資格合格体験記

2016年度 ITパスポート 合格

奥田 重将 さん

企業研究にも役立つITパスポート

生命科学部3年
(秋田県立秋田高等学校 出身)

 「IT」という単語を聞くと、以前の私はプログラミングなど機械的な概念を思い浮かべました。しかし、いざITパスポートの内容を調べるとむしろ経営的な知識や身近なツールの特性など生活に密着したものが多かったのです。そこで私は就職活動準備の真っ只中ということと、将来は実家の酒造会社を継いで経営していきたいという気持ちから受験を決意しました。

 例えば、普段使う電子メールのセキュリティを保証する暗号化の方法として「公開鍵暗号」というものが使用されています。これは暗号化するツールと複合化するツールを異なる方法にして機密性を保持するものです。このような社会的に基本である知識を問うものが多く、自分のステップアップのためにも受験が必要だと考えました。
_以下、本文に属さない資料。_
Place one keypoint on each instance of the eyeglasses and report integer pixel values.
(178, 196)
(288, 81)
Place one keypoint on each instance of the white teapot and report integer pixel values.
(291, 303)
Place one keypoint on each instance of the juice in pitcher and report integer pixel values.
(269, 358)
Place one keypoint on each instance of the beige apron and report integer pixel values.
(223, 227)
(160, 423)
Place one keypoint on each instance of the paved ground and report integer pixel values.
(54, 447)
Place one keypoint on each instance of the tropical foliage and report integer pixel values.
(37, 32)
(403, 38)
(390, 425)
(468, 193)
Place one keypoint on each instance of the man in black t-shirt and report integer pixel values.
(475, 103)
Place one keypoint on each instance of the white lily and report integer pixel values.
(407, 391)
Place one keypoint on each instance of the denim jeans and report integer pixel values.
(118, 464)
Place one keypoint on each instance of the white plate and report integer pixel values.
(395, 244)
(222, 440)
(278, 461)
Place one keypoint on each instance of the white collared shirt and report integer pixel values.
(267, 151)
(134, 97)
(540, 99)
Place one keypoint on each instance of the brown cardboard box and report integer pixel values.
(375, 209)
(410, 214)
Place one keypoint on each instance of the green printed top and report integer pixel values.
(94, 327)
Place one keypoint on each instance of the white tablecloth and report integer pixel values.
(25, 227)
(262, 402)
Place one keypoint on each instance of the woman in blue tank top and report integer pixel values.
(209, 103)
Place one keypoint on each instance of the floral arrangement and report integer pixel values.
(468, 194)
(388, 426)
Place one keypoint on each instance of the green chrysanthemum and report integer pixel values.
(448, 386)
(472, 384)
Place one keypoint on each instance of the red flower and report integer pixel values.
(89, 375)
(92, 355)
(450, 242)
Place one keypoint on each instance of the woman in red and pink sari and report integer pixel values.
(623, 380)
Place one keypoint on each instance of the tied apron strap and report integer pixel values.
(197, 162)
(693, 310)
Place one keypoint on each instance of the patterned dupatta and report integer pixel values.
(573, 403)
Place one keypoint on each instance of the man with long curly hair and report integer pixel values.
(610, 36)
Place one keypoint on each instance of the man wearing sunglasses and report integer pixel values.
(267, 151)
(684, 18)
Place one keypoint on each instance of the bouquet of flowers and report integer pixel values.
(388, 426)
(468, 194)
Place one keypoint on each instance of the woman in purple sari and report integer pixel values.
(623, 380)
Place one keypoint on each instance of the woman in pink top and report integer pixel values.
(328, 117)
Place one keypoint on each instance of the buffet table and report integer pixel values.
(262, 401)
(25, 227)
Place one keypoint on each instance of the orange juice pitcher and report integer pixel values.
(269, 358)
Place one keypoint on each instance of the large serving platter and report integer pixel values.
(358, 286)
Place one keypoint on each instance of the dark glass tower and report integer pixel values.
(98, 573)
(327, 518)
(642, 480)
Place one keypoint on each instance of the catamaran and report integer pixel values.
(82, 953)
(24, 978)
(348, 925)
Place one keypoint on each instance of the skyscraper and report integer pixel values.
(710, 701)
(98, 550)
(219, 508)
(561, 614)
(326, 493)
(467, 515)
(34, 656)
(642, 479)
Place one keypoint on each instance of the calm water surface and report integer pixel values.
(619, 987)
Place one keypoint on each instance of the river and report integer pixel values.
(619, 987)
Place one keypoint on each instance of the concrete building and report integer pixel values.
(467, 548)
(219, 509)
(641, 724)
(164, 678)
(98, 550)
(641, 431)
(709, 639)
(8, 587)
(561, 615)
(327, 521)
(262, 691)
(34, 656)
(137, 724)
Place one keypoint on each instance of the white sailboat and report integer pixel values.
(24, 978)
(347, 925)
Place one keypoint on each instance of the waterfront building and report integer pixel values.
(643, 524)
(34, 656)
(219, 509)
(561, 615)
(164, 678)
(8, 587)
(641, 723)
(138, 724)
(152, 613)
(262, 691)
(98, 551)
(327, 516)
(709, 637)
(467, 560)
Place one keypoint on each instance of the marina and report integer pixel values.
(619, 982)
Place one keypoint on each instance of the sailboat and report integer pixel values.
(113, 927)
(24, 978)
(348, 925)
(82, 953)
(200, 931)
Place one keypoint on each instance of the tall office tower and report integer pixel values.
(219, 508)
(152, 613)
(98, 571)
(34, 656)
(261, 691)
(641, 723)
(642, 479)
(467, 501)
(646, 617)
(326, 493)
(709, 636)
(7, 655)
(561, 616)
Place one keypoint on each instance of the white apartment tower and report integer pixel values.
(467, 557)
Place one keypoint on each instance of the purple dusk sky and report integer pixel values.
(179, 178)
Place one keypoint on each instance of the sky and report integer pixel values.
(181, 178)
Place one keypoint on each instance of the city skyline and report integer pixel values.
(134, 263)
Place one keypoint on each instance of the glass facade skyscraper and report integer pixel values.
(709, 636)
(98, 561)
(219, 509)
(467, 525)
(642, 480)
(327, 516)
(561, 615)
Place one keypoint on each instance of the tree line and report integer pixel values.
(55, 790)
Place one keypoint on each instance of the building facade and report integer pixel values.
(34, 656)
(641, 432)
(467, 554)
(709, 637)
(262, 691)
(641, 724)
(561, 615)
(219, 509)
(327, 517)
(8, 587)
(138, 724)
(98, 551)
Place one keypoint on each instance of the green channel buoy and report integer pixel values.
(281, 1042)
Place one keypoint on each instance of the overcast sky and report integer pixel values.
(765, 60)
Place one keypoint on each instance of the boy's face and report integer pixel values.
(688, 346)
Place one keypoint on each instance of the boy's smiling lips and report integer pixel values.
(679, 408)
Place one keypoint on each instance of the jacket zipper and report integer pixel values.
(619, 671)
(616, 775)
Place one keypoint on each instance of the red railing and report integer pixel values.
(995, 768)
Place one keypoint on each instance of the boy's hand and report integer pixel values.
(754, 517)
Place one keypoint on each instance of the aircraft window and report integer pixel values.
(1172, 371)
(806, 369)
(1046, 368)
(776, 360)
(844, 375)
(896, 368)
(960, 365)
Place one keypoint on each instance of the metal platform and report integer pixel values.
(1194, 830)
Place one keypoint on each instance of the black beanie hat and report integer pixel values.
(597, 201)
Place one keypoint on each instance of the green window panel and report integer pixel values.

 ITパスポートの問題内容は年に二回春と秋に更新されますが、受験は年中可能です。しかし私の場合、履歴書に書ける期間までに合格通知を受け取るようにするには、長くても二週間ほどでした。そこで『ITパスポート合格教本』という書籍を使用して勉強しました。この本はカテゴリ別に要点がイメージしやすい図とともに掲載しているほか、過去問や予想問題がCD媒体として付録しています。私の場合、前半七日間は本書をひたすら読んで暗記して、後半の七日間は過去問や予想問題を解いて間違えた問題を復習してノートに書き留めました。また、アルファベット三文字の略語など紛らわしい単語が多かったので、正式名称を確認しつつノートに書いて区別しました。例えば経営目標に対するプロセスを評価する重要業績評価指数を意味するKPIと、公開鍵暗号を正確に発行するシステムの公開鍵基盤を意味するPKIはとても字面が似ています。

 本番は午後のなるべく遅い時間に受験できるように選択し、その直前までノートを見返して単語とその説明を一つのイメージとしてつなげていきました。

 この文章を書いている現在(2017年3月)、私は企業説明会や講演会を受けている時期でありますが、実際に説明や講演の中に勉強した知識がいくつも出てきます。そのおかげで話の内容(その企業の活動形態など)が以前より理解しやすくなり、知識を応用して自分の持つ強みや弱みを分析できるようになりました。今後は社会の常識として活かす他に、レベルが上の情報系資格に挑戦するモチベーションとしていきたいです。